In the Name of the People by Arthur W. Marchmont
So here’s the deal: if you haven't stumbled on In the Name of the People by Arthur W. Marchmont (1852–1923), you’re missing a gem from a time when novels didn’t mess around. No slow burns. No a thousand pages of weather. Right from page one, you’re in the middle of a high-stakes conspiracy that has classic thriller energy with all those ornate polite-society details of old Russia.
The Story
Picture 1880s Russia, under the long shadow of a fragile imperial government. It’s a world simmering with revolutionaries, bomb-throwers, and secret police. Meet our hero, Paul Glynn—a young, slightly naive English businessman stationed for work. One stormy night, he finds a beautiful, mysterious woman named Nina Falk desperate for help. With just one single act of kindness, he gets tangled in a plot that involves a terrorist atrocity—the assassination of a high-ranking official.

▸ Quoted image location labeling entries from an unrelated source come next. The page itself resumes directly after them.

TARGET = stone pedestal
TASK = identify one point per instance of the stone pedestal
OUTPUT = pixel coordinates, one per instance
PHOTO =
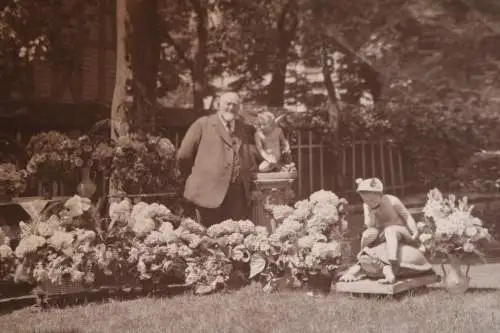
(367, 286)
(273, 188)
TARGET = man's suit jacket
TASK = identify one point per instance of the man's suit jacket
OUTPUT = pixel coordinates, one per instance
(206, 152)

Suddenly every cop and spy in the city wants Nina, and Paul decides to shield her, which leads to him being dragged into prison interrogations and practically orphaned by his own folks. A trial looms. And let’s just say: Moscow society has a tongue sharper than a sabre.

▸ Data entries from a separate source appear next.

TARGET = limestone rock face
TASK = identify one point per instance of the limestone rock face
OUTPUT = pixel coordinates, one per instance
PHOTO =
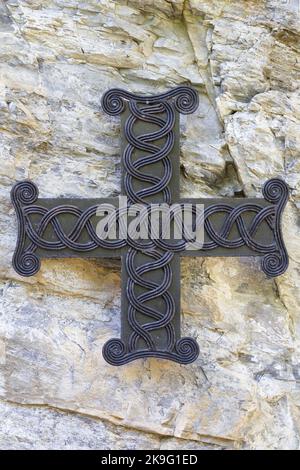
(56, 60)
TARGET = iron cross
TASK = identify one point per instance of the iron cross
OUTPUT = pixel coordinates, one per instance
(150, 317)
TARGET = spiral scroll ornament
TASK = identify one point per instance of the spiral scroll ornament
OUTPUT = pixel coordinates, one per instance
(150, 324)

The book never cheats: you get back clues, coded messages, red-hot suspicions, a ghost from Paul’s past, lots of shady characters whispering in rooms—and a final courtroom scene that holds up so well, I was reading it by flashlight at 2 a.m.
Why You Should Read It
Forget the “historical fiction equals boring” myth. This reads like a slick 2025 thriller, except everyone rides in droshkys and wears corsets. I connected with Paul because honestly—I think a lot of us secretly fantasize about standing in front of evil officials and shouting the truth. Nina is not some damsel catching fainting fits; she has brains and feels like a three-dimensional person figuring that being branded a terrorist means nobody trusts her again.
Marchmont writes with an easy British charm but throws in local Russian words so you truly feel the icy air, hear the church bells, smell the damp prisons.
Final Verdict
Absolutely, for fans of early thrillers, spy novels (pre–John LeCarré) and romantic escapism set in history. For readers who gulp down Gorky Park, The Alienist vibes, or even Pride and Prejudice crossed with a diplomatic tangle. This book = timeless punch plus love story plus brawn. I guarantee you will flip the last page and toss it to your mom or your nerdy book friend with a heartfelt, “You’ve got to read this one.”

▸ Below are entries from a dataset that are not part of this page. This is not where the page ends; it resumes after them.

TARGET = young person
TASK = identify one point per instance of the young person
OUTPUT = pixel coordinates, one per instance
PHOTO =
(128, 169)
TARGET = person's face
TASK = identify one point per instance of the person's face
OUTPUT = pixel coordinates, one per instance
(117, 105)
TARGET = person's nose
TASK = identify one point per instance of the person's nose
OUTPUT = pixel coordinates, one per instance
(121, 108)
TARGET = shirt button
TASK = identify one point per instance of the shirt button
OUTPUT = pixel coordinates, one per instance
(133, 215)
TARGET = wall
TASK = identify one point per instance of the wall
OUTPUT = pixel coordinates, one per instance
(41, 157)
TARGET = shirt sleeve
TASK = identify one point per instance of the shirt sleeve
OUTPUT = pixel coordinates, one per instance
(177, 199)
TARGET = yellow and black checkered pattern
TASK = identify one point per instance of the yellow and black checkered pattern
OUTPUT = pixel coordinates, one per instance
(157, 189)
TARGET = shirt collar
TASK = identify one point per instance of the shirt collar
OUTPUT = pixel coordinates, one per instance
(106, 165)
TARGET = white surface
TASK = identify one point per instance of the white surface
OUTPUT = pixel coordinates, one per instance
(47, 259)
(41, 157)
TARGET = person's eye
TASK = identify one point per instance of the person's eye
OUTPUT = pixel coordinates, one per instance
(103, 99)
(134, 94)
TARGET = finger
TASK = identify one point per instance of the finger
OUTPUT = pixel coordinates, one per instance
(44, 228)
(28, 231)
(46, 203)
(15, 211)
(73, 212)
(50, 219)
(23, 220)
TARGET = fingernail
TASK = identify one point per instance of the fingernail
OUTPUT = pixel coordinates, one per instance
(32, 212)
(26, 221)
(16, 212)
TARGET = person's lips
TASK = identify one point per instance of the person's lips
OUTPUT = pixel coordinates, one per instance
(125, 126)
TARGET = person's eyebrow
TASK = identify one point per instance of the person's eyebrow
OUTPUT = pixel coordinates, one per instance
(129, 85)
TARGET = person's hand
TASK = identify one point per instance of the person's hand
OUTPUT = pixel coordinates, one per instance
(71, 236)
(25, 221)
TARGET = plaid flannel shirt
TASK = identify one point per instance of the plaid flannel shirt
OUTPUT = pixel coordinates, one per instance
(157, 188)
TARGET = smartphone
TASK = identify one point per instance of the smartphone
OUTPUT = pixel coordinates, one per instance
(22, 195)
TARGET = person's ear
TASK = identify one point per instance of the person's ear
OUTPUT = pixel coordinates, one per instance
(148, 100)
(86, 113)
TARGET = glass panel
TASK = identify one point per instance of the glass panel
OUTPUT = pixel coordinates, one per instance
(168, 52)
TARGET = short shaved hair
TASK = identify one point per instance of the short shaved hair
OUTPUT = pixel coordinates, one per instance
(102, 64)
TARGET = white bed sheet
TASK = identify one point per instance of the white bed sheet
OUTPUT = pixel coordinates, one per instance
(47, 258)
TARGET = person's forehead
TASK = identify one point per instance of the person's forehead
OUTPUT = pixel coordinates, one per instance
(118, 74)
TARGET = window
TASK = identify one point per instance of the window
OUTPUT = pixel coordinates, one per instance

If dusty bindings gave your books high kicks, this one can run away as your new guilty pleasure.
This text is dedicated to the public domain. Thank you for supporting open literature.
Thomas Gonzalez
10 months agoHaving explored several resources on this, I find that the visual layout and supporting data make the reading experience very smooth. It definitely lives up to the reputation of the publisher.